よく通る場所で、三軒隣の定食屋には行った事もあったので、見知らぬ場所とは感じなかった。それでもこの時は、私はまだ家の所有者Mさんにもお会いしてなく、どういう気持ちで中におじゃばすれば良いかわからなかった。鍵を預かっていた中川が玄関を開け中に入る不思議な体験。不動産屋の案内もなく、Webに全貌が載っている訳でも無いので、自分の視線と足で全貌を開拓していく体験が森の中を歩いているようだった。電気が通っていないので洞窟のようにも感じた。薄暗いあやしさはあったが、一度通った部屋を振り返ると落ち着いて見れて、綺麗な状態のお宅だと思った。玄関と最初に繋がっている部屋には、初めて見るコンクリートで形作られた(文字通りの)凹みが2つ並んでいた。

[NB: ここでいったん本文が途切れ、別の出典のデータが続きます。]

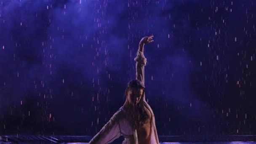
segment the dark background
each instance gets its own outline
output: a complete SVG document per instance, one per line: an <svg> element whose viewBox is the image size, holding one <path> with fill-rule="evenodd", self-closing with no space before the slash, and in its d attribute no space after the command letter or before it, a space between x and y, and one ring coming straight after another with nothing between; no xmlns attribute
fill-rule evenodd
<svg viewBox="0 0 256 144"><path fill-rule="evenodd" d="M93 135L139 42L160 135L256 134L253 0L0 1L0 135Z"/></svg>

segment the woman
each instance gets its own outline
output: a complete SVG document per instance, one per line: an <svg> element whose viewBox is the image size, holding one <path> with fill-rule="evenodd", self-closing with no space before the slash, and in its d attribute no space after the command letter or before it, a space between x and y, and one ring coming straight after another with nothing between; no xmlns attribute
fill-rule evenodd
<svg viewBox="0 0 256 144"><path fill-rule="evenodd" d="M139 43L136 62L136 80L128 83L126 99L123 107L91 140L89 144L109 144L123 136L123 144L159 144L155 116L145 98L144 67L147 59L144 45L154 41L153 36L142 38Z"/></svg>

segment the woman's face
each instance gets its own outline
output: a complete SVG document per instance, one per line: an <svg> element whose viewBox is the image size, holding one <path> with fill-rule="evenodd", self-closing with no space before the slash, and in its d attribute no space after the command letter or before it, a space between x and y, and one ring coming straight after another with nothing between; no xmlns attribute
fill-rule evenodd
<svg viewBox="0 0 256 144"><path fill-rule="evenodd" d="M126 96L129 103L133 106L135 106L141 101L143 94L143 89L132 88L128 90Z"/></svg>

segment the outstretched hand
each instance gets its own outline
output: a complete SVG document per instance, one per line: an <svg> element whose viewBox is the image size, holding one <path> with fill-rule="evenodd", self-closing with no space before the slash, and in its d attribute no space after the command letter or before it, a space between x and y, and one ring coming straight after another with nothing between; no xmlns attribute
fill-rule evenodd
<svg viewBox="0 0 256 144"><path fill-rule="evenodd" d="M154 41L154 40L153 40L153 37L154 37L154 35L142 37L139 42L139 44L140 45L144 45L152 43Z"/></svg>

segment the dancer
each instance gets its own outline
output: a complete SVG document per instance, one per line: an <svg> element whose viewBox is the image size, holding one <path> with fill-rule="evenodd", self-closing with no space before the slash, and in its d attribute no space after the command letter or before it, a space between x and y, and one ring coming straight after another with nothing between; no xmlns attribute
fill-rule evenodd
<svg viewBox="0 0 256 144"><path fill-rule="evenodd" d="M128 83L124 104L89 144L109 144L121 136L125 138L123 144L159 144L154 113L145 100L144 93L147 59L144 54L144 46L154 41L153 37L143 37L139 43L134 59L136 80Z"/></svg>

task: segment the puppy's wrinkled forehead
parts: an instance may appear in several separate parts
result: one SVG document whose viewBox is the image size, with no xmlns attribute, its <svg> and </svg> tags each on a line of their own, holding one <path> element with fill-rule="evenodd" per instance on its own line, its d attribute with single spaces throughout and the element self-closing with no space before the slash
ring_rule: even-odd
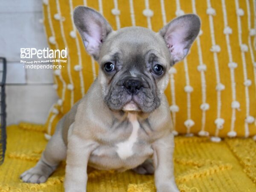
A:
<svg viewBox="0 0 256 192">
<path fill-rule="evenodd" d="M 132 63 L 129 64 L 130 66 L 145 64 L 145 59 L 157 59 L 165 65 L 170 58 L 163 38 L 151 30 L 140 27 L 126 27 L 112 32 L 103 44 L 99 55 L 101 63 L 122 60 Z"/>
</svg>

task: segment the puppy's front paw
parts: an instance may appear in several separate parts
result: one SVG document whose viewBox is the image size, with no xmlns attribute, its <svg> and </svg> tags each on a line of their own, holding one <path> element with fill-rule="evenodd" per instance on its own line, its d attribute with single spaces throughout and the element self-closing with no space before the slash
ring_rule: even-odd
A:
<svg viewBox="0 0 256 192">
<path fill-rule="evenodd" d="M 44 183 L 55 168 L 56 167 L 49 166 L 39 161 L 35 167 L 25 172 L 20 177 L 26 183 Z"/>
<path fill-rule="evenodd" d="M 173 182 L 162 183 L 157 186 L 157 192 L 179 192 L 176 184 Z"/>
<path fill-rule="evenodd" d="M 146 160 L 141 165 L 133 169 L 132 170 L 136 173 L 141 175 L 152 175 L 154 172 L 152 160 L 150 159 Z"/>
</svg>

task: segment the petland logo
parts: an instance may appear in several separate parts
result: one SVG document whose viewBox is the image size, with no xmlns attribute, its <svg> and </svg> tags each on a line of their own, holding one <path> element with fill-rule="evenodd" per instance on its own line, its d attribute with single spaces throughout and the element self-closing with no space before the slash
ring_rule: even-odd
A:
<svg viewBox="0 0 256 192">
<path fill-rule="evenodd" d="M 20 48 L 20 58 L 33 58 L 36 55 L 39 58 L 67 58 L 67 47 L 64 49 L 37 49 L 35 48 Z"/>
<path fill-rule="evenodd" d="M 20 60 L 20 63 L 25 64 L 26 69 L 61 69 L 65 66 L 61 63 L 67 63 L 67 47 L 62 50 L 51 49 L 48 47 L 43 49 L 21 48 L 20 58 L 25 60 Z M 41 60 L 38 61 L 38 59 Z M 52 63 L 55 63 L 55 64 L 52 64 Z"/>
</svg>

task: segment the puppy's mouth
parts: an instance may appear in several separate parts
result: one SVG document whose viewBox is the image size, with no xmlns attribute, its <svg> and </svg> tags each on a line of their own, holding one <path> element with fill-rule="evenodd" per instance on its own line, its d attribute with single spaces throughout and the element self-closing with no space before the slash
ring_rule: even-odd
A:
<svg viewBox="0 0 256 192">
<path fill-rule="evenodd" d="M 140 111 L 141 110 L 138 105 L 132 100 L 127 102 L 123 107 L 122 111 Z"/>
</svg>

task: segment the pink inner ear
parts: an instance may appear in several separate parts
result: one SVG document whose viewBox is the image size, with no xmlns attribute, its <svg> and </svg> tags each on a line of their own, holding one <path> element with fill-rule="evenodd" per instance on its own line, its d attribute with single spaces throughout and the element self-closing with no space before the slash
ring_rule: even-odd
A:
<svg viewBox="0 0 256 192">
<path fill-rule="evenodd" d="M 84 32 L 83 35 L 88 42 L 84 43 L 86 50 L 89 54 L 94 54 L 98 50 L 100 44 L 102 43 L 102 32 L 100 27 L 97 24 L 92 23 L 90 24 L 89 34 Z"/>
<path fill-rule="evenodd" d="M 186 55 L 184 52 L 186 46 L 186 42 L 183 41 L 184 33 L 182 31 L 176 29 L 172 32 L 167 31 L 165 37 L 167 47 L 175 62 L 182 59 Z"/>
</svg>

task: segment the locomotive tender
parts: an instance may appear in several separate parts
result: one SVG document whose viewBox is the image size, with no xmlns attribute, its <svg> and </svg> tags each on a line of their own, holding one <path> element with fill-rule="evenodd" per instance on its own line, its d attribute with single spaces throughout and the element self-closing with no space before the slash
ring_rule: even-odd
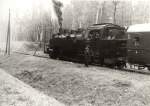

絶対にこの凹みが特徴なのだが、建具のかわいらしさや光の差し込み具合のあたたかさによって親近感の印象も強く、もうここは自分の所縁の場所になるのだと思った。凹みは昔防空壕が掘られていた場所を埋めた場所らしい。事前に中川が少し荷物を寄せてくれた。荷物は最初からあまり置かれていなかったようで、一層綺麗な状態になっていた。片付いた部屋と凹みと日差しを眺めながら、この場所の所感と、想像の過去と未来について二人で意見を交わした。仕事という気分でもなく、課題という気分でもなく、「いいね」という心情を共有しながらつらつらとまとまりなく話した。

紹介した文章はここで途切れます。